|

|
"Burning
through boundaries of global geography, Pireeni's voice casts a vital light
on colonialism's enduring shadows in South Asia. "Home" is one of
her destinations - homelessness, another. Whether in London, America, or
elsewhere in the diaspora, Pireeni's poetry explores the ethereal
alienation of the post-colonial world. Her work is literature that ignites
the soul: politicized, profound, and hauntingly poetic."
|
|
NEWS: April 2011
Pireeni will be visiting adjunct Assoc. Professor at California Institute of Integral Studies, teaching a graduate course on The Neuroscience of Poetry.
NEWS: March 2011
Indivisible: An Anthology of Contemporary South Asian American Poetry, co-edited by Pireeni, wins the 2011 N. California Book Award
Pireeni receives Berlin Universität der Künste fellowship in Interdisciplinary Thought
NEWS: January 2011
The January 2011 issue of World Literature Today, guest edited by Pireeni Sundaralingam, listens in on The Crosstalk between Science and Literature, with a fascinating lineup of ten contributors:
- Physicist Alan Lightman and philosopher Rebecca Newberger Goldstein discuss how they devise “emotional experiments” in their fiction in order to probe the limits of rational thought.
- In a provocative essay, poet and cognitive scientist Pireeni Sundaralingam asks, Are science and poetry inherently at odds with each other?
- Authors Suzanne Lummis, Philip Metres, Vincenzo Della Mea, and Tone Hødnebø conduct playful experiments in new poems tied to the issue’s theme.
- Berlin-based architect Eric Ellingsen co-opts the repeating structure of the poetic villanelle to remap space and to explore how literature might inform urban design.
- Welsh poet-physician Dannie Abse traces the intersections of poetry and medicine in his own life and work.

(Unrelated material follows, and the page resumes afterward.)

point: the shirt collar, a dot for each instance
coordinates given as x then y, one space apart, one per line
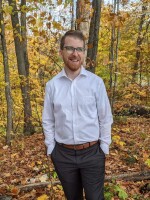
83 72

- Playwright Kenneth Lin discusses theater’s ability to convey the grandeur of scientific discovery.
|
 |
NEWS SEPT 2010:
Pireeni is Resident Artist at the De Young Fine Arts Museum. Her poems and poetry-art installations will be on display throughout the month,
at the museum's Kimball Gallery and you can catch up with her in person at one of the following two events:
- Saturday, September 18, 3:00 pm: Lecture by Pireeni Sundaralingam. Brain, Perception, and Creativity
- Friday, September 24, 6-8:30 pm: Artist reception - performance by Pireeni Sundaralingam & Colm Ó Riain. With light refreshments.
For more information see the De Young Museum website.
WORLD LITERATURE TODAY features an extensive interview with Pireeni in their special
issue on "Migration & Exile".
The latest issue of CATAMARAN
(the Journal of South Asian American Studies) includes an interview with Pireeni,
an extract of her play "War Harvest" and her poem "Sri Lankan Cemetery".
Pireeni has been named one of America's Emerging Writers by Ploughshares journal.
Born in Sri Lanka and educated at
Oxford, Pireeni currently lives in San Francisco. The poems in her forthcoming first
collection (Margin Lands) move
from fragmented personal memories of Sri Lanka
to universal images of immigration and repatriation in the West. Here are poems about Prague, Croatia, Ireland and Iran,
about friends who fled from the shadow of other wars and wastelands.
Pireeni has been invited to read in venues throughout the US and Europe,
including Ireland, London's Barbican Theatre and the Left Bank in Paris.
Pireeni's awards include the Potrero Nuevo Fund Prize (for the album "Bridge across the Blue"),
a Zellerbach grant (together with the Dhaia Tribe collective) and the
Rosenthal Fellowship (awarded by PEN USA). Her work has been published in
anthologies and journals throughout England, Ireland and the USA, including
Ploughshares and The Progressive. In her spare
time, Pireeni is a cognitive scientist.